I honestly can’t remember now where I met Megan Frazer Blakemore, but I’m so delighted I did. She’s funny, kind and caring and writes a heck of a good book! You’ll want to read her newest, The Firefly Code (Bloomsbury) which is fresh off the presses as of May 3. Her previous novel, The Friendship Riddle (Bloomsbury), is also brand-new in paperback. Get them both!
Star light, star bright, first star I see tonight . . .
When I was a kid, with every first star, every stray eyelash, every time all the numbers on the digital clock were the same, I made the same wish: I wish for something exciting to happen to me.
My wish for a more exciting life was palpable, and was fueled by the books I read. If only I could tesser to other planets and dimensions and save the world. If only I could discover a soldier from our enemy’s army and hide him in my barn (the lack of a barn at my house did little to lessen this fantasy). If only I could spend the night in the Metropolitan Museum of Art. I lived these lives with the characters, and ended each book as if I had experienced the adventure. I gobbled through books. Books about people whose lives were quite different than mine, like M.M. Kaye’s The Ordinary Princess or William Steig’s Abel’s Island, and books about kids whose lives mirrored my own, like my long-time favorite Ramona. As satisfied as each reading made me, I remained hungry for my own adventure.
This longing has made its way into my books. In The Friendship Riddle, fantasy-fan Ruth finds a clue hidden inside a book and thinks, “I had not yet had a saga-worthy event in my life. Maybe this could be mine.” In The Spy Catchers of Maple Hill, Hazel so wants to live in the world of her heroine Nancy Drew, that she sees mysteries to solve where none really exist.
My most recent novel, The Firefly Code, features another adventure seeker, Mori Bloom. Mori lives inside a gated Utopia. At night, she sneaks out to the fences and peers toward the city of Boston – she’s heard frightening things about the city and the people who live there, but still she is curious. What she needs, though, is bravery. As it is, she’s too scared to break the rules. That is, until a new girl named Ilana moves in – a girl who is smart, funny, athletic, and maybe a little strange, but that’s okay, because she makes Mori feel braver. Together they decide to explore an abandoned farm house in their neighborhood, but what they find there may change how they feel about each other, themselves, and their community.
When I wrote The Firefly Code, I was thinking of my own childhood, of the way my friends and I played together and rode our bikes for hours, but also, of course, of my longing for adventure. My hope is that this book meets that adventure-seeking impulse in readers today.

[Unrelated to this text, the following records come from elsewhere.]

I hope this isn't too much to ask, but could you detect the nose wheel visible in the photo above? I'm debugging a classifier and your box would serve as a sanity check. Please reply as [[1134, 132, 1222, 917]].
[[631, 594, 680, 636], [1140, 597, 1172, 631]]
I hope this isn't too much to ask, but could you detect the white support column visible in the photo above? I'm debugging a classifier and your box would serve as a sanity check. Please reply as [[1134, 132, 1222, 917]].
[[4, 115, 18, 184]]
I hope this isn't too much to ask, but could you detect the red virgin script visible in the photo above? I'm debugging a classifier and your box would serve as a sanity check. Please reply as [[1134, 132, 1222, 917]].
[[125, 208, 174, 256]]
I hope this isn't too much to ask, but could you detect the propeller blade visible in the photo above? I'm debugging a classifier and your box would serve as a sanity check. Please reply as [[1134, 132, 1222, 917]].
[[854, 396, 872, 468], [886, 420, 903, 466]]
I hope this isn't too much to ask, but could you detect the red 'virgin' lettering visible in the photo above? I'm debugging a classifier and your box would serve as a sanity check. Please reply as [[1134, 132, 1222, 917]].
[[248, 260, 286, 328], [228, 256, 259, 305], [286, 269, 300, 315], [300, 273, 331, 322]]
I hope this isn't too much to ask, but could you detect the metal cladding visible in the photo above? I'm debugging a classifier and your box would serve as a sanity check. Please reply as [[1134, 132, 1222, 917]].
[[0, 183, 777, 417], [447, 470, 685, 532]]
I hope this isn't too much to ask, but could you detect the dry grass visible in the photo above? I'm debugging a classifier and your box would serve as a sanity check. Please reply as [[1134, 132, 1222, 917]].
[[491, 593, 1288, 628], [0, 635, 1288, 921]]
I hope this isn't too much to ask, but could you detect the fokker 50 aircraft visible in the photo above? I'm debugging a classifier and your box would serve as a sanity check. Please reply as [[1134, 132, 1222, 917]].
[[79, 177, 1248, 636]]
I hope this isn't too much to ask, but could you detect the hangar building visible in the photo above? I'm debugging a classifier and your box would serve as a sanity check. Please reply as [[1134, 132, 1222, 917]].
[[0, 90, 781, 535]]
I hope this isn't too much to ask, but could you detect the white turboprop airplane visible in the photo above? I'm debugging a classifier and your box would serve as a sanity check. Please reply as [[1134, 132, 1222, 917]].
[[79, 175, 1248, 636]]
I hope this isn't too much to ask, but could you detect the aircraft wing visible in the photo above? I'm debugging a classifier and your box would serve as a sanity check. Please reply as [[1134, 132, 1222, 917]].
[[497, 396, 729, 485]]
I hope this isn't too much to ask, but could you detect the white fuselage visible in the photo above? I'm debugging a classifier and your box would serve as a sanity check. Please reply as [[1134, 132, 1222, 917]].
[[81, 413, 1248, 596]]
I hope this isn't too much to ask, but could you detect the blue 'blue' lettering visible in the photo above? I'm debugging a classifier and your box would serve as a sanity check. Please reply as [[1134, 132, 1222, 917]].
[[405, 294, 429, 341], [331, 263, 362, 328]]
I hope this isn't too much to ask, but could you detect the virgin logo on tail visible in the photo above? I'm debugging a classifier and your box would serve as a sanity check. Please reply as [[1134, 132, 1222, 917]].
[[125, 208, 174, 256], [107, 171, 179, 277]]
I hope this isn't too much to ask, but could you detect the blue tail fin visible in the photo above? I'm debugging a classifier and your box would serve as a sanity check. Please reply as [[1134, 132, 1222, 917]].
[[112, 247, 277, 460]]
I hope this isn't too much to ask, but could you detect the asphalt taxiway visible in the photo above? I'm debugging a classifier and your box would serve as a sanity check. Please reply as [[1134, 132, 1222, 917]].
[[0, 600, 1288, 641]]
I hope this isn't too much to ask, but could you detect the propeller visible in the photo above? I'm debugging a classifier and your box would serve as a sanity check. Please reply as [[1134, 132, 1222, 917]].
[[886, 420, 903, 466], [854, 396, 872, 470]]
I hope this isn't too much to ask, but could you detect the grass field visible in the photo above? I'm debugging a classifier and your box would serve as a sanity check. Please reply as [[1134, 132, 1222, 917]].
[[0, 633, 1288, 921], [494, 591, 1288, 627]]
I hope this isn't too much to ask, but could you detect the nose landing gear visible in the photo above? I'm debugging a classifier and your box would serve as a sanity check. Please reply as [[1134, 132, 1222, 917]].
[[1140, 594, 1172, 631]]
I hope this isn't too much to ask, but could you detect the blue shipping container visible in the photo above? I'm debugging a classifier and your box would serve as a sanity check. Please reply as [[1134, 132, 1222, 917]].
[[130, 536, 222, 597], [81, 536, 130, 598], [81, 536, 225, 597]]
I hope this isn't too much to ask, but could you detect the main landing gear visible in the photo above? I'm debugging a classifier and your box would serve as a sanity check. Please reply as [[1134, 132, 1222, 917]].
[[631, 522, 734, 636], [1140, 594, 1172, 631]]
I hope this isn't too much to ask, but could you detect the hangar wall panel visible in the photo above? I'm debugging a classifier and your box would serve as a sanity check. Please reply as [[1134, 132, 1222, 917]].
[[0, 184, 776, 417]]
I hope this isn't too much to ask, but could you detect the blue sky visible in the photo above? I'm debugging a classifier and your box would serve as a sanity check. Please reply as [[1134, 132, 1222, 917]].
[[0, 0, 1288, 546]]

Megan Frazer Blakemore is an author for children and young adults. Her middle grade novels include The Firefly Code (Bloomsbury, 2016), The Friendship Riddle (Bloomsbury, 2015), The Spy Catchers of Maple Hill (Bloomsbury, 2014), and The Water Castle (Walker Books for Young Readers, 2013), the latter of which was named Kirkus Best Children’s Book of 2013, a Bank Street College Best Book 2014, a Junior Library Guild Selection, and has been included on numerous state lists. The Spy Catchers of Maple Hill received the Maine Literary Award in 2015 in the Young People’s Literature category. Her books for young adults are Secrets of Truth & Beauty (Disney-Hyperion, 2009) and Very in Pieces (HarperTeen, 2015), which has been named a Junior Library Guild selection. A school librarian, Megan has a B.A. from Columbia University, and an MLS from Simmons Graduate School of Library and Information Science. She has taught writing to students in elementary through graduate school. She lives in Maine with her family.